Quantum engineering of atomic phase-shifts in optical clocks

TL;DR

This paper introduces a quantum engineering approach using tailored Raman laser pulses to create ultra-narrow optical transitions in bosonic alkali-earth clocks, reducing light shifts and sensitivity to laser fluctuations for improved clock accuracy.

Contribution

It presents a novel quantum model and simulation method to engineer atomic phase-shifts, achieving cancellation of frequency shifts and reducing uncertainties to the 10$^{-18}$ level.

Findings

Atomic phase-shifts derived for Ramsey and Hyper-Ramsey spectroscopy.

Identification of Raman detunings that cancel frequency shifts.

Reduction of systematic uncertainties to 10$^{-18}$ level.

Abstract

Quantum engineering of time-separated Raman laser pulses in three-level systems is presented to produce an ultra-narrow optical transition in bosonic alkali-earth clocks free from light shifts and with a significantly reduced sensitivity to laser parameter fluctuations.
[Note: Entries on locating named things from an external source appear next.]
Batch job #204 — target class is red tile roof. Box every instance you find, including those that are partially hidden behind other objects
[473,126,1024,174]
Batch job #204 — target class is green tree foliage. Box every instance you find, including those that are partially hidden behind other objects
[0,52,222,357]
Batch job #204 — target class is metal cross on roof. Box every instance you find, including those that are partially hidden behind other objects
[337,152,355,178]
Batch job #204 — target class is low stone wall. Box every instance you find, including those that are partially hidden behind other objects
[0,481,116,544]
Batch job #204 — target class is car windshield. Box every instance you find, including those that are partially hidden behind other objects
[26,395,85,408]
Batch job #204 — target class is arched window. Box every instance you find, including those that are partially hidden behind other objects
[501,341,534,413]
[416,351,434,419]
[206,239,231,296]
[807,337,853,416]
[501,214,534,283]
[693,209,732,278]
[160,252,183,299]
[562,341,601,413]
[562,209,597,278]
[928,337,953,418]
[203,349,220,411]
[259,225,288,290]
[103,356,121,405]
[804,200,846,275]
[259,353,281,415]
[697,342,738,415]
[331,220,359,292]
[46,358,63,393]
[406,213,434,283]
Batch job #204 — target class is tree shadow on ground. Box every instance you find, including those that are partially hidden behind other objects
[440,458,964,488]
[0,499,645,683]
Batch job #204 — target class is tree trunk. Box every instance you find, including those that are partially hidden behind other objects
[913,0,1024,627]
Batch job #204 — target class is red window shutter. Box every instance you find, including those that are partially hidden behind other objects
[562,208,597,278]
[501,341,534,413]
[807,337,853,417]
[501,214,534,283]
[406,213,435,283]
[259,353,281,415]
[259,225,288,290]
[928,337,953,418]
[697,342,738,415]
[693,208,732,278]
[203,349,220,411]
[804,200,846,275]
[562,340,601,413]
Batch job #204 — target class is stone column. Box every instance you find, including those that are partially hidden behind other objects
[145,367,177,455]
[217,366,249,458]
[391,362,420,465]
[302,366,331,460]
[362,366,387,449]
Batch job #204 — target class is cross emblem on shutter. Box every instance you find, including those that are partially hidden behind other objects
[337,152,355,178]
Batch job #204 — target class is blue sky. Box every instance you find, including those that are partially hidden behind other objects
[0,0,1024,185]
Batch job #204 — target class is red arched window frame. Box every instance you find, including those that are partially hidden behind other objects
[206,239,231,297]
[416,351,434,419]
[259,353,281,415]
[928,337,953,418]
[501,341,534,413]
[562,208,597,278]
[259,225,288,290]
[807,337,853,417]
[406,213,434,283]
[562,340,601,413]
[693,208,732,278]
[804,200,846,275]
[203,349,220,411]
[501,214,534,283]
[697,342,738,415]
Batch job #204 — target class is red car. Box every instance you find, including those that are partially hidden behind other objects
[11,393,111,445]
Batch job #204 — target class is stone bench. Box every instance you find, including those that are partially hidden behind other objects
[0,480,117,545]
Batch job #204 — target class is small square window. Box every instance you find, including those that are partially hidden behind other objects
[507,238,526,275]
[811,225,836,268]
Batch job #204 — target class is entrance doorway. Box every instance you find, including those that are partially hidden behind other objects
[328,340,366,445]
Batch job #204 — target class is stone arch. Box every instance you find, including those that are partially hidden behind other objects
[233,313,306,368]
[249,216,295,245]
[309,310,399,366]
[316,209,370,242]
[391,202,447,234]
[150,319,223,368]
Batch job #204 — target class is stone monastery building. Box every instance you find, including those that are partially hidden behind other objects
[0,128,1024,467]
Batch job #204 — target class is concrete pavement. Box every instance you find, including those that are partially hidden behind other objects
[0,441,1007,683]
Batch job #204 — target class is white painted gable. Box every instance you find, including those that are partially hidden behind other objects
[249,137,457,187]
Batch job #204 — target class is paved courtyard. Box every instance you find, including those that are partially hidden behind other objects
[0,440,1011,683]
Based on a quantum artificial complex-wave-function analytical model, and supported by a full density matrix simulation including a possible residual effect of spontaneous emission from the intermediate state, atomic phase-shifts associated to Ramsey and Hyper-Ramsey two-photon spectroscopy in optical clocks are derived. Various common-mode Raman frequency detunings are found where the frequency shifts from off-resonant states are canceled, while strongly reducing their uncertainties at the 10$^{-18}$ level of accuracy.